Non-supersense Labels

These were applied to tokens flagged by our heuristics for annotation with a noun, verb, or preposition supersense, but which actually had a different grammatical function.

   9 ??  Unintelligible or violently ungrammatical.
 745 `   Used for miscellaneous words that do not deserve supersenses, including "as" in as-as constructions, emoticons, and some other cases that were annotated before the label refinements below (`d, `o, etc.) were introduced.
1322 `a  Auxiliaries not POS-tagged as MD. Includes multiword "quasi-modals" like "have to" indicating necessity or obligation.
  95 `d  Discourse expression.

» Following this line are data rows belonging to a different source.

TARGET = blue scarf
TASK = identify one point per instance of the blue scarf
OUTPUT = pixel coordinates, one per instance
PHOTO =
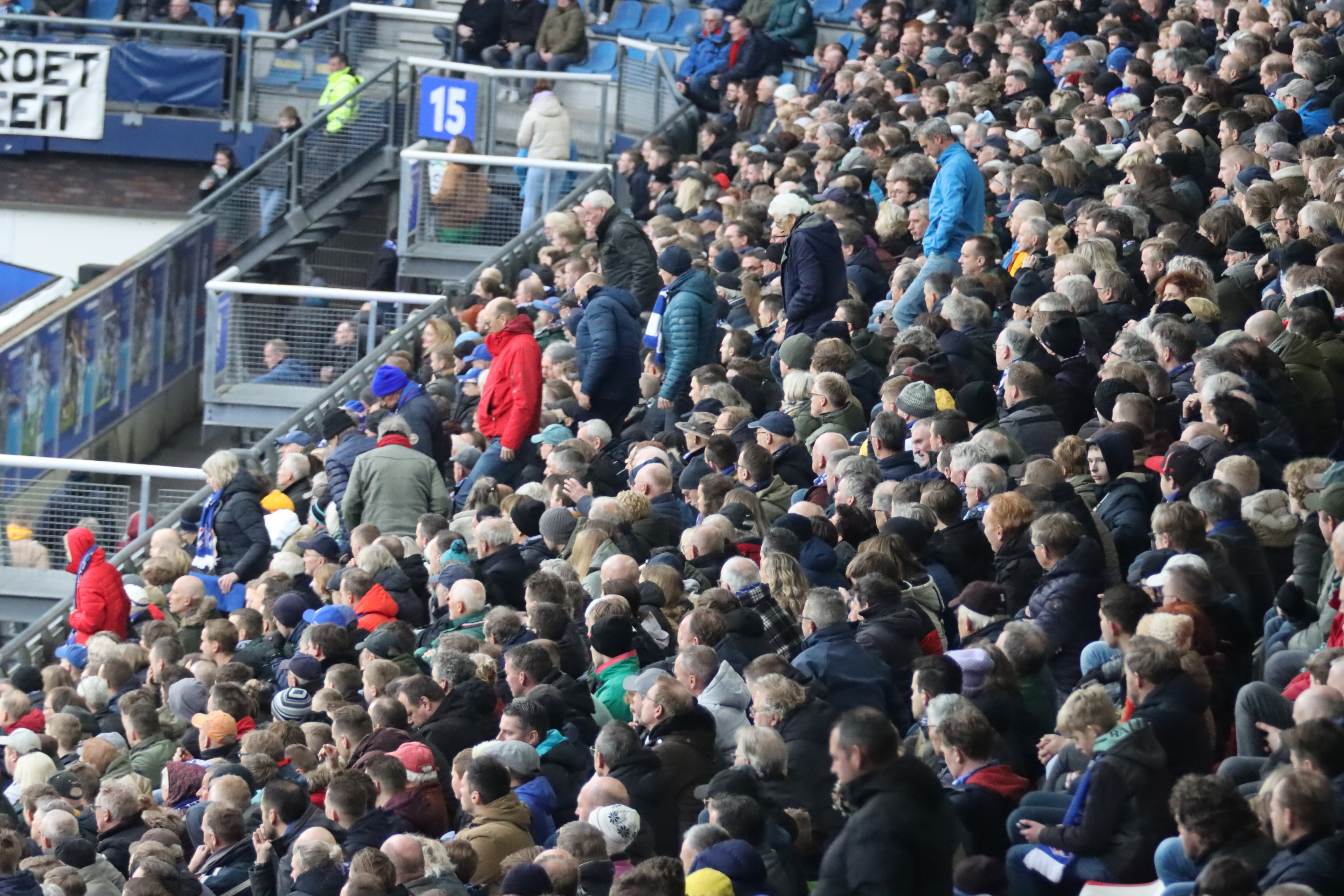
(206, 554)
(1051, 863)
(408, 394)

Excludes subordinators marking a semantic role (such as time or explanation). For historical reasons some discourse expressions are labeled `.
 484 `i  The word "to" used as infinitive marker, but not marking a Purpose or Function adjunct. Includes complements ("want to").
  91 `j  Adjectival expression.
   4 `o  Indefinite pronoun (tagged as a noun in PTB). (For historical reasons most pronouns are labeled ` -- `o was only recently introduced.)
  74 `r  Adverbial expression that does not count as a preposition or PP. E.g., "too" and "then" when spelled correctly (as opposed to "to", "than").